Conversational LSR with score distillation (Lupart et al., 18 Oct 2024): DiSCo distills teacher similarity scores directly (rather than representations), enabling the student sparse retriever to more flexibly align with LLM-rewritten conversational queries. Multi-teacher fusion further improves both in-domain and generalization metrics.

7. Advances in Model Scaling, Inference-Free Architectures, and Productionization

The practical deployment of LSR in production search applications is advancing rapidly:

Causal and decoder-only LLMs for LSR (Xu et al., 15 Apr 2025, Doshi et al., 20 Aug 2024, Qiao et al., 25 Apr 2025): Techniques such as adaptation phases, echo embeddings, and bidirectional context injection address the limitations of unidirectional transformers, allowing scaling up to 8B+ parameter LLMs. These yield reduced index sizes (< 8GB vs. > 135GB dense) and strong MRR/nDCG with quantization-tolerant regularization.
Inference-free LSR (Nardini et al., 30 Apr 2025, Geng et al., 7 Nov 2024): Models like Li-LSR pre-learn a tokenwise score table, replacing the query encoder with a fast lookup. Such models achieve near state-of-the-art effectiveness and run at 1.1× BM25 latency.
DF-aware sparsification for real-world latency (Porco et al., 21 May 2025): DF-FLOPS penalizes overuse of common terms during training, reducing the posting-list lengths and cutting real-world latency by up to 10× without substantial loss in relevance metrics. This makes LSR feasible for deployment in production-grade engines such as Solr.
Trade-off control: The introduction of new regularization objectives (e.g., dynamic vocabulary scaling, hybrid dense/sparse distillation) allows system designers to explicitly control the efficiency–effectiveness Pareto frontier.

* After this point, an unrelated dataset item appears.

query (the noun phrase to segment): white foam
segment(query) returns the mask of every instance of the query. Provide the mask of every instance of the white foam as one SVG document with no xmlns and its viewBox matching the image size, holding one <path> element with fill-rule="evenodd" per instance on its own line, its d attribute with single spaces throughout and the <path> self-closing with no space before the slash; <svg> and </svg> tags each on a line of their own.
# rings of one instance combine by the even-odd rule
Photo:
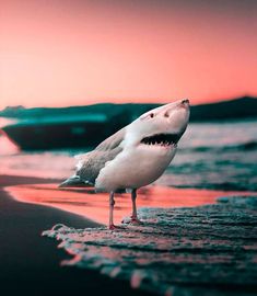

Summary Table: Key Axes in LSR System Design

Axis	Representative Technique(s)	System Effect
Sparse encoding	Transformer + MLM head, MLP head	Explicit term expansion, semantic coverage
Regularization	FLOPS, DF-FLOPS, IDF-aware, static pruning	Controls sparsity, latency, efficiency
Vocabulary	Corpus-specific, ESPLADE, dynamic-entity	Alters granularity, generalization, latency
Index traversal	Dual skipping, Block-Max Pruning, Seismic	Query-time acceleration, top-k safety/recall
Multimodal/Entity	MLM/MLP vision-language heads, DyVo	Enables robust retrieval for images/entities
Scaling/Prod	Causal LLMs, Li-LSR, quantization	Reduces deployment cost, enables production

LSR systems, by integrating neural term weighting, learned expansion, and advanced regularization with inverted index integration, realize a retrieval framework that is both interpretable and efficient. Recent innovations address the challenges of vocabulary adaptation, document length modeling, multimodal fusion, and latency optimization, constituting a robust basis for modern semantic retrieval infrastructure.